Having built up the occasion – somewhat unnecessarily – before kick off, Rangers appeared second best throughout to an organised and motivated Brentford side – the Bees full value for a scoreline that did not truly reflect their dominance.

Having made two changes to the side and with no place in the squad for Olamide Shodipo – Jordan Cousins and the more surprising inclusion of Jack Robinson were thrown in in a haphazard and ill-thought out fashion to try and cobble together a semblance of a team.

It would be fair to say that throughout a pitiful first half, this showed more than a few signs of creaking, and eventually it crumbled shortly before half time when the Bees bested the Rangers rearguard for the umpteenth time.

Scott Hogan had already missed a glut of open goals before Josh Clarke fairly much walked through the Rangers back-line to slot under an unguarded Alex Smithies. It capped off a first half where Rangers’ tactic seemed to be to punt it out to James Perch and hope something would happen.
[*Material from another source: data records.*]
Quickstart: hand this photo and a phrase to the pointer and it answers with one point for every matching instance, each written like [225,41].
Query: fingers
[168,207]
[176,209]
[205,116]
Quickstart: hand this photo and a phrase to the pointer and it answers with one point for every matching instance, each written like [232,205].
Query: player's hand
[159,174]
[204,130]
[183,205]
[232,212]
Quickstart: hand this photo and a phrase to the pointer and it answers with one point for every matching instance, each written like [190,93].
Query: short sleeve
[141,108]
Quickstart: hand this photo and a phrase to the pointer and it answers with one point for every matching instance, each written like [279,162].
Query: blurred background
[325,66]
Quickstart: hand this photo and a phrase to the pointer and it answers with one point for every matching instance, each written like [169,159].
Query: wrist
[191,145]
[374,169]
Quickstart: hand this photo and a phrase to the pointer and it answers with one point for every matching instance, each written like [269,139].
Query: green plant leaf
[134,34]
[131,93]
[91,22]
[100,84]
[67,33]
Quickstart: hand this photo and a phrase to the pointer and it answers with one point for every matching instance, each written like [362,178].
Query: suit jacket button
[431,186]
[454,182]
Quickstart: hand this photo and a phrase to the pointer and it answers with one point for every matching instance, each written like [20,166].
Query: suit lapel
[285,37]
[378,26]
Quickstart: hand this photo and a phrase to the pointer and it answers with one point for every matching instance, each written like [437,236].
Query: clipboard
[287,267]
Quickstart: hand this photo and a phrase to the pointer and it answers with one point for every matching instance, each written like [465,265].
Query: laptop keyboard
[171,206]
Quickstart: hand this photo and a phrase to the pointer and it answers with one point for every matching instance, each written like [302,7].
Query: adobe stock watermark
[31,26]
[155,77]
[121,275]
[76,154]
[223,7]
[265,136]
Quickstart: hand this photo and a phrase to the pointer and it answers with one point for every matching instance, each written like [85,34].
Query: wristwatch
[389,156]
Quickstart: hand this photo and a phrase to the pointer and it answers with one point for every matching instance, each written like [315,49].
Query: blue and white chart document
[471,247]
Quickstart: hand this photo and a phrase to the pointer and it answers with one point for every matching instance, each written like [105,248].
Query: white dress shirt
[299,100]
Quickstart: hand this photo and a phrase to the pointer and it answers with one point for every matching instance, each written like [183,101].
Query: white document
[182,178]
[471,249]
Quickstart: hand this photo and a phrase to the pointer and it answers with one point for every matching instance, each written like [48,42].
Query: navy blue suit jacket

Much like against Bristol City it was a first half that offered nothing but mind-numbing boredom from a home perspective – Rangers could take solace only in the fact that despite Brentford’s dominance, they continued to spurn the chances that fell their way.

The second half started marginally better but Rangers soon fell back into their old ways of punting forward and hoping for a deft touch to give someone a glimmer of an opening – Brentford meanwhile had creativity and guile in the heart of midfield – Ryan Woods pulling all the strings for the visiting side.

Worryingly for QPR, manager Jimmy Floyd Hasselbaink appeared to shoot his bolt just after the hour mark – slotting Jordan Cousins into right back and bringing on Pawel Wszolek for the visibly unfit Robinson.

Throwing on Seb Polter alongside Idrissa Sylla five minutes later rather heightened the sense of palpable panic on the bench, with no real pattern of play to speak of despite numbers now in the forward line.

It wasn’t a surprise when Brentford continued to threatened – Hogan could have had a hatrick and more, but placed straight at Smithies on the break. They did deservedly double their lead via more farcical defending – albeit with a distinguished finished on the end.

Perch was playing keepy-uppy by the corner flag and gifted possession to the Bees. Full-back Maxime Colin squared to Romaine Sawyers to side-foot into the top corner, an altogether classy finish.

Brentford saw the game out comfortably with Rangers unable to lay a glove on a side whose ultimate ambition will be the top half of the Championship this season.

This was a clumsy performance with a damning result as a team with a clear idea of its goals, limitations and tactics beat a side that has a concept and idea of how to do things, talk a good game but in truth are a long way short of doing anything to trouble the top half of this division.

Home supporters were surprisingly kind given the circumstances but inquests will be held prior to that always optimistic trip to Nottingham Forest next weekend. Queens Park Rangers and Jimmy Floyd Hasselbaink have it all to do.